Pastel
Le mot pastel évoque Chardin, Liotard, leurs portraits délicats, comme nés du papier, souvenirs fugaces ou apparitions. Boucher, Fragonard, leurs scènes galantes, plis troublants des robes, fragrances d’alcôves. Toujours la légèreté d’une poudre, l’essence même de la couleur. Toujours la profondeur. Degas, la vision incisive, geste-griffure, entaille. Pastel vif. Vuillard, la couleur qui brûle sous la lampe.
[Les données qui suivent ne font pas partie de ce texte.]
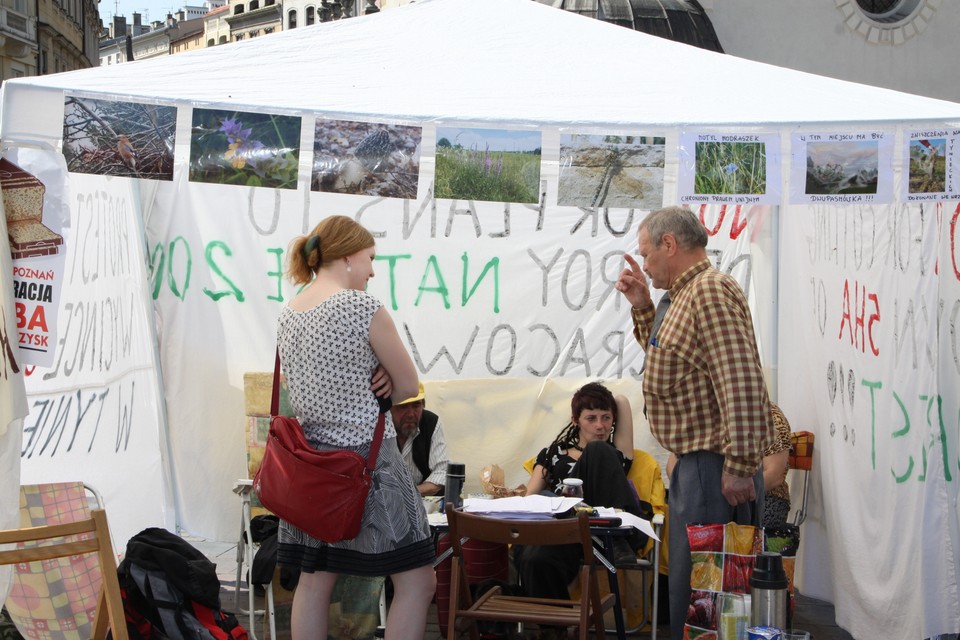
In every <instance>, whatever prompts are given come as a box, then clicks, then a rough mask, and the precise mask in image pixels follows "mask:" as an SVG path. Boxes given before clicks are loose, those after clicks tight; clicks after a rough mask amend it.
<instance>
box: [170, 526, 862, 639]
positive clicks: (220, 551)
mask: <svg viewBox="0 0 960 640" xmlns="http://www.w3.org/2000/svg"><path fill="white" fill-rule="evenodd" d="M185 537H186V539H187V540H188V541H189V542H190V544H192V545H194V546H195V547H197V548H198V549H200V550H201V551H202V552H203V553H204V555H206V556H207V557H208V558H210V560H212V561H213V562H214V563H215V564H216V565H217V574H218V575H219V577H220V584H221V587H222V588H221V594H220V597H221V602H222V606H223V608H224V609H225V610H227V611H233V610H234V597H235V590H236V577H237V576H236V571H237V543H236V542H211V541H206V540H200V539H197V538H192V537H190V536H185ZM246 602H247V591H246V583H245V582H243V581H242V580H241V584H240V603H241V607H245V606H246ZM257 602H258V604H257V606H258V608H262V607H263V598H262V597H258V598H257ZM237 617H238V618H239V619H240V623H241V624H242V625H244V627H248V626H249V624H248V623H249V620H248V618H247V617H246V616H245V615H240V614H238V615H237ZM794 627H795V628H798V629H804V630H805V631H809V632H810V634H811V638H813V640H852V636H851V635H850V634H849V633H847V632H846V631H845V630H844V629H841V628H840V627H838V626H837V624H836V620H835V618H834V609H833V605H832V604H830V603H828V602H823V601H820V600H815V599H813V598H809V597H806V596H804V595H803V594H799V593H798V594H797V601H796V607H795V620H794ZM262 629H263V627H262V617H261V616H257V629H256V632H257V633H256V635H257V640H265V637H264V634H263V633H262V631H261V630H262ZM277 635H278V636H281V637H280V638H279V640H284V638H283V636H287V637H289V635H288V634H280V633H278V634H277ZM464 637H466V636H464ZM608 637H610V638H613V637H614V636H613V635H612V634H610V635H609V636H608ZM631 637H636V638H646V637H649V634H646V633H644V634H638V635H636V636H631ZM657 637H658V638H663V639H664V640H667V639H668V638H669V637H670V628H669V626H668V625H661V626H658V628H657ZM441 638H442V636H441V635H440V628H439V627H438V625H437V614H436V605H431V606H430V613H429V615H428V617H427V631H426V634H425V635H424V640H440V639H441ZM251 640H252V638H251Z"/></svg>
Presque toujours, le papier parle en filigrane, se montre, se rappelle à l’œil. Le pastel souvent murmure, s’offre au regard avant vraisemblablement de disparaître. Technique discrète, vulnérable. Et pourtant … Le pastel, matière chaude, entre poudre et pâte, à la fois volatile et dense. Fragile et éphémère mais pénétrante.
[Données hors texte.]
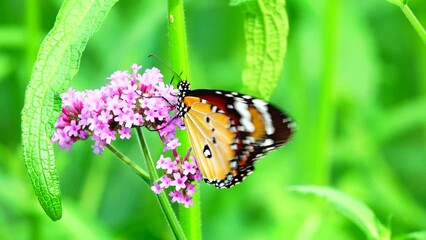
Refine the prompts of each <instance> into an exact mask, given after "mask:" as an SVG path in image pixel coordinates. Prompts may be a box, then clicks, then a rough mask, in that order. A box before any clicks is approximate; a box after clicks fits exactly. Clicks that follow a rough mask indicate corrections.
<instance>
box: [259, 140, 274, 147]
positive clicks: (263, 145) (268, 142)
mask: <svg viewBox="0 0 426 240" xmlns="http://www.w3.org/2000/svg"><path fill="white" fill-rule="evenodd" d="M273 144H274V140H272V139H270V138H267V139H265V141H264V142H263V143H262V144H261V145H260V146H261V147H267V146H271V145H273Z"/></svg>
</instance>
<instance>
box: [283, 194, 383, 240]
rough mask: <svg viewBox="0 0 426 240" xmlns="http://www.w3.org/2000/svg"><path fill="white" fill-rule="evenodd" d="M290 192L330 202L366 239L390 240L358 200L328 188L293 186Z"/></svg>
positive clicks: (368, 208)
mask: <svg viewBox="0 0 426 240" xmlns="http://www.w3.org/2000/svg"><path fill="white" fill-rule="evenodd" d="M290 190H292V191H295V192H300V193H310V194H314V195H316V196H319V197H324V198H325V199H327V200H328V201H330V202H331V203H332V204H333V205H334V206H335V207H336V209H337V210H338V211H339V212H340V213H341V214H343V215H344V216H346V217H347V218H348V219H349V220H351V221H352V222H353V223H354V224H356V225H357V226H358V227H359V228H360V229H361V230H362V231H363V232H364V233H365V235H366V236H367V238H368V239H375V240H387V239H390V231H389V230H388V229H387V228H386V227H385V226H384V225H383V224H381V223H380V221H379V220H378V219H377V218H376V216H375V215H374V213H373V211H372V210H371V209H370V208H368V206H366V205H365V204H363V203H361V202H359V201H358V200H356V199H354V198H352V197H350V196H348V195H346V194H344V193H342V192H339V191H337V190H334V189H332V188H329V187H317V186H295V187H291V188H290Z"/></svg>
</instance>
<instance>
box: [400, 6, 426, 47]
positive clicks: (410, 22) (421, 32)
mask: <svg viewBox="0 0 426 240" xmlns="http://www.w3.org/2000/svg"><path fill="white" fill-rule="evenodd" d="M401 10H402V12H403V13H404V14H405V16H406V17H407V18H408V21H410V23H411V25H413V27H414V29H415V30H416V32H417V34H419V36H420V38H421V39H422V40H423V42H424V43H425V44H426V31H425V29H424V28H423V26H422V24H421V23H420V22H419V20H418V19H417V18H416V15H414V13H413V11H411V9H410V7H409V6H408V4H404V5H402V6H401Z"/></svg>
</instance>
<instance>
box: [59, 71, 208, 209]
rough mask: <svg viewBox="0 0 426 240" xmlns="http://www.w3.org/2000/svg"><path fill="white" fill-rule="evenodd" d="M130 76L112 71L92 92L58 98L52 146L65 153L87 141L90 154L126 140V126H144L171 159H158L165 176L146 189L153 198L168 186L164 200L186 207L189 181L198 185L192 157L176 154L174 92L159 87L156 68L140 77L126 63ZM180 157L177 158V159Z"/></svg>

L’utiliser en peintre. Grâce au pastel, les doigts, la main deviennent pinceaux, brosses, truelles. La couleur, pigment presque pur, éclate, imprègne, envahit la surface du papier. Par-dessus, en effleurement, la touche s’affine. La forme, elle, tantôt précède, tantôt suit la couleur. La ligne, décidée ou capricieuse, mutine ou grave, déliée, dessine la voie, troue le ciel et la terre.
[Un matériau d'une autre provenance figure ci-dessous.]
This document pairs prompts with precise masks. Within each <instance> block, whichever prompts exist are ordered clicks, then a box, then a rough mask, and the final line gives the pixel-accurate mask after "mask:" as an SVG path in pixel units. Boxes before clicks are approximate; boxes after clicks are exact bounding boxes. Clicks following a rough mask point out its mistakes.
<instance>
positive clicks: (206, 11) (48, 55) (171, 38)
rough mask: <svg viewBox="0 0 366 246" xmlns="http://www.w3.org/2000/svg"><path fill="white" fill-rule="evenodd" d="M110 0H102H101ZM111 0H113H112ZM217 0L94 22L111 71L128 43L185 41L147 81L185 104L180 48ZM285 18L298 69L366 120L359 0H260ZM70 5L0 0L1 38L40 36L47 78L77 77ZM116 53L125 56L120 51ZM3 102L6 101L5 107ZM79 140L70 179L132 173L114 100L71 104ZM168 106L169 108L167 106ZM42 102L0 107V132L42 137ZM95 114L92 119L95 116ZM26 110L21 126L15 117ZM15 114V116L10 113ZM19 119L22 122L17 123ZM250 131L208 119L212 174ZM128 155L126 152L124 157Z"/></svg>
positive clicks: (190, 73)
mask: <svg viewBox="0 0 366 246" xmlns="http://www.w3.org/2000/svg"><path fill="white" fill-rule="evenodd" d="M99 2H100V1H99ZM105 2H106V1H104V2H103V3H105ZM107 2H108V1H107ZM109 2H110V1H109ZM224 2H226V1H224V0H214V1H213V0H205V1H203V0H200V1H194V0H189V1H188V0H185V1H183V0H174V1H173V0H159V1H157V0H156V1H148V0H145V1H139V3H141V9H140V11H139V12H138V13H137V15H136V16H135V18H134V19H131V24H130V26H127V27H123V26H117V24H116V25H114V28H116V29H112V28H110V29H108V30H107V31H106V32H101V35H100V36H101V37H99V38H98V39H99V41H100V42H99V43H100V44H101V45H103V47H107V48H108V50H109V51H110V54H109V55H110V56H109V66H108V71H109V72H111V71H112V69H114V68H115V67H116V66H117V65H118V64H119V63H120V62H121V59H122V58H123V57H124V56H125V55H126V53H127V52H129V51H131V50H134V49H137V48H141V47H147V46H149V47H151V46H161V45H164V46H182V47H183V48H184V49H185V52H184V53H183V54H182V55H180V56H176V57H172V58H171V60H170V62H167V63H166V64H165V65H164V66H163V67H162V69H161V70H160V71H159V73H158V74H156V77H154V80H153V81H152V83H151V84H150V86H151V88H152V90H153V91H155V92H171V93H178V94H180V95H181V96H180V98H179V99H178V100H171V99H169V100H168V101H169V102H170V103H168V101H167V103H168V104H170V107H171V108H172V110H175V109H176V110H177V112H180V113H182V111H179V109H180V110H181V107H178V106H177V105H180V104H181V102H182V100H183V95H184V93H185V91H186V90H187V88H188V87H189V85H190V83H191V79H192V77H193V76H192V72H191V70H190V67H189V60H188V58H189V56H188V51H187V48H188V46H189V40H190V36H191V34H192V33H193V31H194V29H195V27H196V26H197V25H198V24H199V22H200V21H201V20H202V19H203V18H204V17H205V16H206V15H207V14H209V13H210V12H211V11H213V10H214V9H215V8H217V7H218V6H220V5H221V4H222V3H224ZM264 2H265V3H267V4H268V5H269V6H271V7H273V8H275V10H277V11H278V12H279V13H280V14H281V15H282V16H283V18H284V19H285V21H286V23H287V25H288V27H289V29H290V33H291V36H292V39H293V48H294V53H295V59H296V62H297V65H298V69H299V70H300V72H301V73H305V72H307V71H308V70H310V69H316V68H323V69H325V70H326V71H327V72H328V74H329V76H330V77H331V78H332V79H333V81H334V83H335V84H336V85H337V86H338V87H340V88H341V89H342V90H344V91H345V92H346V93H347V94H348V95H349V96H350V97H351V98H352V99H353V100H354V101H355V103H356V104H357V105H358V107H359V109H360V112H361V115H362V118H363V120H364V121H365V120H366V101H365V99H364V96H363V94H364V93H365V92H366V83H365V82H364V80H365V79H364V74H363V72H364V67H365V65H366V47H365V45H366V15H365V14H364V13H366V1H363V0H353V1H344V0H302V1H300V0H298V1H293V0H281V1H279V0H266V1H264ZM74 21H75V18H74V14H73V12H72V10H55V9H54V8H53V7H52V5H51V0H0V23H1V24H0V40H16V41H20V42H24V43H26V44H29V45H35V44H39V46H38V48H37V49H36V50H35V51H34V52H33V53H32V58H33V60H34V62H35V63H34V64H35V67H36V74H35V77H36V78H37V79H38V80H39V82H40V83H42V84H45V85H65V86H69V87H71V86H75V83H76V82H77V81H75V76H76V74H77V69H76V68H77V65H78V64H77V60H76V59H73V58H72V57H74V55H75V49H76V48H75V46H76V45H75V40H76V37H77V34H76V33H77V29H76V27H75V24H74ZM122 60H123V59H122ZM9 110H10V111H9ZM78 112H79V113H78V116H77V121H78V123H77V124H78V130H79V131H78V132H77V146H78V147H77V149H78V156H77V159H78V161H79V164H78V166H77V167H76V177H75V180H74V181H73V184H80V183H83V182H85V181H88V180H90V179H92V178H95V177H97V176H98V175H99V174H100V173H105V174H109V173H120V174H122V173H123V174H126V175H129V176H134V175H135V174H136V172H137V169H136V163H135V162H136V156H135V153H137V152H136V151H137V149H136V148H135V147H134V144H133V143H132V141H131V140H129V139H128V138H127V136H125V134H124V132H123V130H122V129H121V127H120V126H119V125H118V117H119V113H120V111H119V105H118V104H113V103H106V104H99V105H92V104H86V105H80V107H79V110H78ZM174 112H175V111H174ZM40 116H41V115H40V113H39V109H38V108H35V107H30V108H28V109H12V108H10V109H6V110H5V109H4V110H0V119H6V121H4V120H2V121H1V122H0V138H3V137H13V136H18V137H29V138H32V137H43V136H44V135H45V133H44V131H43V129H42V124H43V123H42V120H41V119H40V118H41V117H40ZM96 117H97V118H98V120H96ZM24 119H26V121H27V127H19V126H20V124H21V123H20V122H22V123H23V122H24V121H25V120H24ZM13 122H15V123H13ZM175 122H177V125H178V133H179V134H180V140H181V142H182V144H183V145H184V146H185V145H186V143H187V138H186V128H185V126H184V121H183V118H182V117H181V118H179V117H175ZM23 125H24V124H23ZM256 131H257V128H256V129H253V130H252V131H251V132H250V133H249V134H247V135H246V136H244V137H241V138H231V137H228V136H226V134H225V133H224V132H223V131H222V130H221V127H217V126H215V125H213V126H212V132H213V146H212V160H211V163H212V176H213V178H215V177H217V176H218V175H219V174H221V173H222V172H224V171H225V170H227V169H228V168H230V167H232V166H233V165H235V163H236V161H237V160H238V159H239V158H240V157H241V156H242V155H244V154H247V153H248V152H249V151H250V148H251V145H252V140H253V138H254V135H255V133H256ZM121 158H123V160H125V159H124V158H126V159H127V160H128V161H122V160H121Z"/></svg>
Le sujet. Il s’imprime entre les paupières. Croise des visions de Füssli, Böcklin, Goya. Orages, brumes. Paysages tatoués sur la rétine. Corps en attente. Moments d’exaltation. Toutes sensations mêlées. Le haut, le bas. Le superficiel, le profond. Le léger, le tragique. La grotte, la cime. Le feu, l’eau. Les ténèbres, la clarté.